From your thoughtful description, she is ignoring what is truly good and  great about herself,  comparing herself with unreal people, with artificial images created ( often not by the "celebrity" themselves, but by well paid falsifiers of fact ) of people who are actually not a scrap as good and admirable as they pretend to be.  As it happens, when I worked abroad, in London, for instance, I worked with some of the celebrities of the times.  Often they were grubby and nasty, selfish people, phony and surprisingly untalented.  Almost universally, they were miserable people leading lives that were inauthentic pretences, hiding from their actual problems by pretending to be someone they were not. 
Isn't it sad that other people, like your daughter, are so fiercely encouraged to admire and try to copy these miserable and empty people ?  Similarly with the profoundly antisocial "social media".  It's a sort of false stock exchange for trading "Likes" : I will "Like" any rubbish you choose to put up, so long as you "like" whatever I post.   These are of course rarely genuine liking, nor genuine friends ; except where the handful of people linked to online were genuine friends to begin with, in the real world, none of those "friends" would bother to get out of bed at night and come to help her if she was genuinely in trouble.
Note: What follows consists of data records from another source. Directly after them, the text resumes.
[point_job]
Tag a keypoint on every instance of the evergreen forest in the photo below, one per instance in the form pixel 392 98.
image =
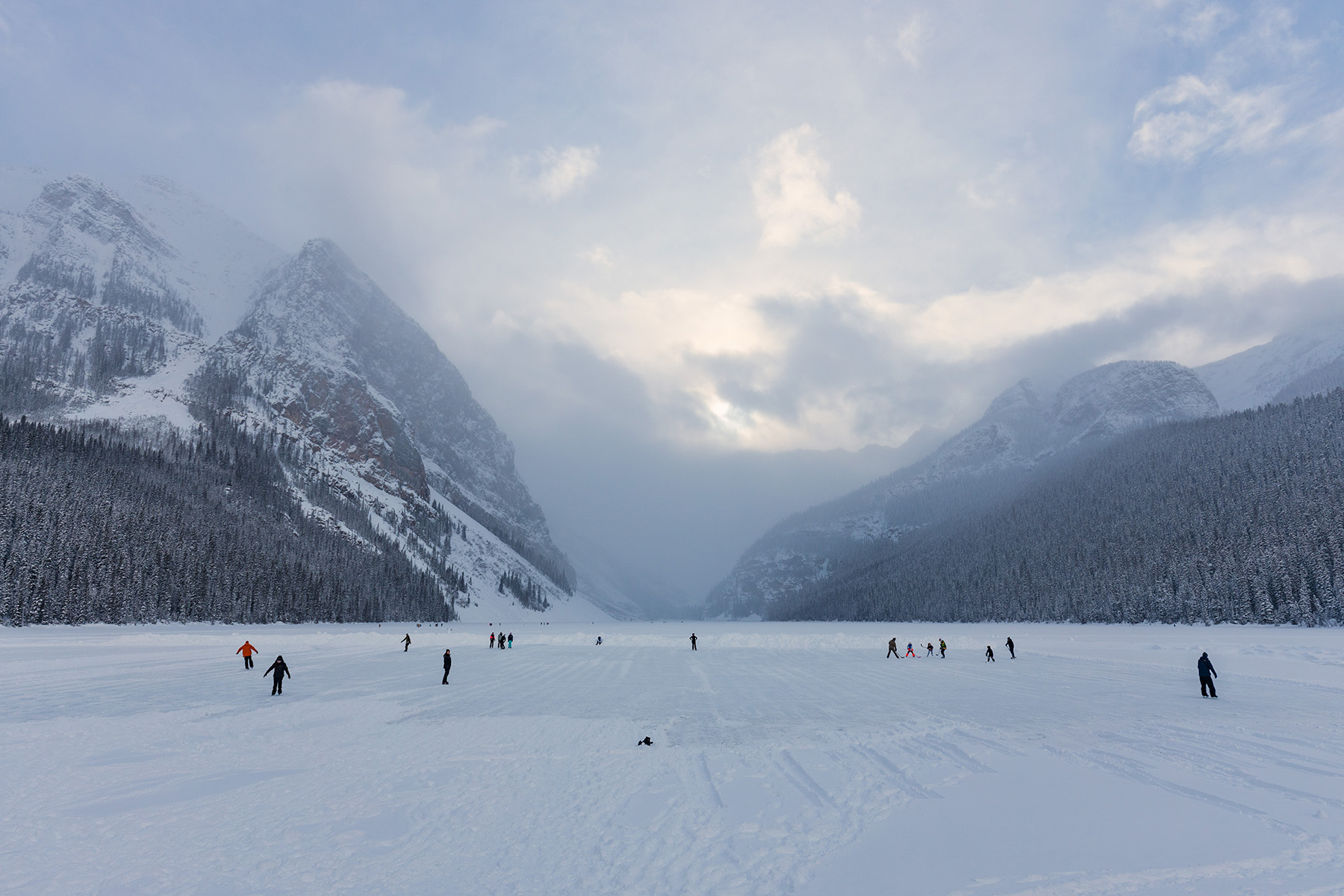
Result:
pixel 1230 519
pixel 100 524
If she has a degree and a stable job, that's great : and she will probably succeed and move up to more interesting and rewarding work in whatever her field is, if she would learn to concentrate on celebrating and developing all the great things she is and has, instead of chasing the empty tinsel of who she is not and doesn't have.
Of course Mr Perfect does not exist ( and what an awful bore he would be if he did ) ; she needs to explore relationships with real people who she can enjoy for who they are, rather than reluctantly accepting them for being less than the fantasies she has wasted so much time pining for.